PW: Any number of ways, by obscure quotes you would do on your horn which they would do sometimes accidentally. I remember on one New Year's Eve broadcast from the Half Note Zoot, instead of going into "Auld Lang Syne" went into "Happy Birthday" I was on tour with Zoot in Russia. I mean rooming with Zoot in Russia is truly amazing. Everybody said your rooms are going to be bugged and I looked at Zoot and I said they won't know what the hell we're talking about anyway.

LF: Many musicians have played the tenor saxophone. In your opinion is there anything specific that is unique about Al's playing or his approach to the instrument?

PW: Yeah, it was Al Cohn. Words can't describe it, his musical sound speaks for itself. The most important part of course is that all the great players have a distinctive sound. When you heard a tenor sax you simply said, "that's Al, that's Zoot, that's Lester, that's Ben Webster," that's what comes first. All of the swing and the harmony and all that comes later. First you got to have a distinctive sound otherwise it sounds like cookie cutter jazz like so many of the younger players. I mean they all sound the same. They use the same mouthpiece, the same reed, the same set up. Al had a sound, a distinctive sound.
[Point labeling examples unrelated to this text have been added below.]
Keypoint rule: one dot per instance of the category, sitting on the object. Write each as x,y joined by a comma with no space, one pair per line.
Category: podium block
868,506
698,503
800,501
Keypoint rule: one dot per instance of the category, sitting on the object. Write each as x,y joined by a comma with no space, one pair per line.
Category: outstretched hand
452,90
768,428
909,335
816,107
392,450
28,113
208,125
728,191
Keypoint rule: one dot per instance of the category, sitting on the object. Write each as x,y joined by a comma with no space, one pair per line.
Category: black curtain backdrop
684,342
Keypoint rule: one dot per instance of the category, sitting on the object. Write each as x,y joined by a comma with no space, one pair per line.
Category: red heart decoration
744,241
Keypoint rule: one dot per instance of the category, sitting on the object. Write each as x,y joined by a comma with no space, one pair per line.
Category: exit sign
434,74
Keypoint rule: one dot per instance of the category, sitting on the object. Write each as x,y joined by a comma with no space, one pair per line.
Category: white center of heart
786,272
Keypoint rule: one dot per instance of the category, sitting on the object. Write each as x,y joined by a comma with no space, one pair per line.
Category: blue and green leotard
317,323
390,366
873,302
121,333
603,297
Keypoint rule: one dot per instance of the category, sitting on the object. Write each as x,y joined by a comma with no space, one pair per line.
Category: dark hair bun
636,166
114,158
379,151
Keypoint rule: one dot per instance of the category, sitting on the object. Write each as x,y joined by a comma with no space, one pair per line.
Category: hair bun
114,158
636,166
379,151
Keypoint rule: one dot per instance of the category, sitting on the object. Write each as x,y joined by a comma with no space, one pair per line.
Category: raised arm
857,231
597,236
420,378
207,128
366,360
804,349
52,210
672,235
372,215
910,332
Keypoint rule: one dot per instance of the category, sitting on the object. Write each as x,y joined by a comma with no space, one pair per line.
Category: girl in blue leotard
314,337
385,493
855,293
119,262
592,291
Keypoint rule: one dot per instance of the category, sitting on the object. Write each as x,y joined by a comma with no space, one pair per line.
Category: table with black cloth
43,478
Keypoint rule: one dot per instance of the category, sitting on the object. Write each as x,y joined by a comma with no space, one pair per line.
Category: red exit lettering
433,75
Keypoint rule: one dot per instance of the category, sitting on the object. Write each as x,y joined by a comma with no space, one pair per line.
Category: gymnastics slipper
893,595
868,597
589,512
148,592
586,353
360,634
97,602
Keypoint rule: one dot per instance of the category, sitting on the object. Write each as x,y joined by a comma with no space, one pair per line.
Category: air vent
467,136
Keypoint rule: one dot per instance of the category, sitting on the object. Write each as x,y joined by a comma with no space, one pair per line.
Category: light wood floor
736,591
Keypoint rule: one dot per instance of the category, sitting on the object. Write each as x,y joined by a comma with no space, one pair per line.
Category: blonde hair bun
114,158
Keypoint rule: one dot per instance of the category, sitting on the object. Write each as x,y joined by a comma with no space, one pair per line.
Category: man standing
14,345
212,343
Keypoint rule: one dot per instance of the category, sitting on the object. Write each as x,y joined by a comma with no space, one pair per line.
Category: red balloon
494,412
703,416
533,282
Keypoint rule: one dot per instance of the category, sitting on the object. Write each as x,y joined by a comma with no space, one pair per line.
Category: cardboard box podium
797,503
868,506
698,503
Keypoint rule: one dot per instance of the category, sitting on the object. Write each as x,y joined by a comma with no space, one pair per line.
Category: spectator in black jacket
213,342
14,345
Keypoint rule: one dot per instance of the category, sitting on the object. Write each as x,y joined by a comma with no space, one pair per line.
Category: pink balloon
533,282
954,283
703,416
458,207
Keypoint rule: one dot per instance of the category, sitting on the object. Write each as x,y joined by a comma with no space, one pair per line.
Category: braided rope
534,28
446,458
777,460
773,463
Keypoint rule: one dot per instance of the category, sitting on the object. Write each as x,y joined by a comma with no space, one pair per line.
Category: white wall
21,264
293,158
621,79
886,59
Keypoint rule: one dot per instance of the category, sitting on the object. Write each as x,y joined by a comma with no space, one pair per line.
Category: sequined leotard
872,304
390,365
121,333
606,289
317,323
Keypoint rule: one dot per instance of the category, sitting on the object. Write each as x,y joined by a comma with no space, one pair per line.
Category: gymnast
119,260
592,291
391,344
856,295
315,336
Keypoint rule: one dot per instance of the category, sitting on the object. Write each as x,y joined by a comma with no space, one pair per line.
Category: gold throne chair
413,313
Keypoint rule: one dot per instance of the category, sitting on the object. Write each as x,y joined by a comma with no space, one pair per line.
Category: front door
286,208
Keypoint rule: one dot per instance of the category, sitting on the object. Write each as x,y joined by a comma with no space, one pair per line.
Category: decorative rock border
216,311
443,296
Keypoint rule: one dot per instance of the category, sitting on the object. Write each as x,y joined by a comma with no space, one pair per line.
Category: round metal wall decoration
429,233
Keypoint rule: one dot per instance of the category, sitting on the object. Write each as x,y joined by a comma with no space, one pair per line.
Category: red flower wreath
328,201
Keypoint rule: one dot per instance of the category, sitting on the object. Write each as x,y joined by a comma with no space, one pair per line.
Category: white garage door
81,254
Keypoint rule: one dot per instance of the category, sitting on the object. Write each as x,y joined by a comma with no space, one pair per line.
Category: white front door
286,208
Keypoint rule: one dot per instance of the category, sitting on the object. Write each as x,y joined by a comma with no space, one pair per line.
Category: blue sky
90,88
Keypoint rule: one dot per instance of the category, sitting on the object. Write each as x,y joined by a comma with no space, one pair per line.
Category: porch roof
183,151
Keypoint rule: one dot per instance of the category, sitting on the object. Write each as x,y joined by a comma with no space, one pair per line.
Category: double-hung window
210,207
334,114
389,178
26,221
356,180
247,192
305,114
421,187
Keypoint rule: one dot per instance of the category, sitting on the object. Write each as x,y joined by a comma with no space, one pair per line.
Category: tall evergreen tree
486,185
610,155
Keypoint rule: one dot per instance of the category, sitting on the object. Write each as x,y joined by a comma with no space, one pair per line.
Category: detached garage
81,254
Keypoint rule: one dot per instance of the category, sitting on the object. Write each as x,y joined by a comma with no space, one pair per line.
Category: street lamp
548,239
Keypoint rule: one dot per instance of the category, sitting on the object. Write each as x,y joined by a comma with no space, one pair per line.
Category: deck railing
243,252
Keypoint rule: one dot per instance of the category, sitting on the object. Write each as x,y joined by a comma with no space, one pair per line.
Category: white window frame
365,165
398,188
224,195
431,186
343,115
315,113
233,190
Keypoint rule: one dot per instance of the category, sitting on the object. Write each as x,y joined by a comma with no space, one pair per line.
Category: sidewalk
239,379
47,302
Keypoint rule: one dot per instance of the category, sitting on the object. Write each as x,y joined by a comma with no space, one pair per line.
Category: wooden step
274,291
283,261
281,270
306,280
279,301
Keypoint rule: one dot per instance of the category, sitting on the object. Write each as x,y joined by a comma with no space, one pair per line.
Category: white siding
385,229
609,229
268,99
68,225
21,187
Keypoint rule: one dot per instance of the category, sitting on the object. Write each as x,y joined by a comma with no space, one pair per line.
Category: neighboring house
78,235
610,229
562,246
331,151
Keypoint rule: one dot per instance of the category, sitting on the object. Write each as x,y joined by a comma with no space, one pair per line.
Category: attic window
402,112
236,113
LF: A beautiful, rich sound.

PW: Big, and when he got his new false teeth towards the end he was getting louder and higher. And he was practicing more and more. Steve Gilmore, my bass player lived close to Al. Al went out and bought a four-wheel drive with a little snow plow in front and he'd go over and he'd plow Steve out but he'd have his tenor in the back. And in return Steve would have to play like, "All The Things You Are” in the key of E. I mean when Al wanted to practice, he'd go by Steve's house and he'd play stanzas but he'd play them in any key possible. A Major, five sharps, 10 sharps, 15 sharps, whatever. That, to him, was working out. I guarantee it. That's no mean feat. But Gilmore told me that which I think is very interesting: "He would plow you out but you had to play in E with him!"

LF: Al was not as well known as Zoot Sims or some of the other tenor saxophonists of that time. Why?

PW: Perhaps because Zoot toured more. Zoot toured a lot for Norman Grantz and had a lot more exposure. He did more records under his

own name.

LF: You said before that Al didn't really tour that much was that because he liked to write more?

PW: Al wrote. Al liked to write. It wasn't a matter of writing but it was just a quicker way to make a buck. It was good money and he had a family to raise and all other responsibilities for a young family man and this kept him in New York and he was a New York guy. I mean who wants to go off on a bus when you have the best of both worlds: write all day and play all night which is a lot of time what he actually did.”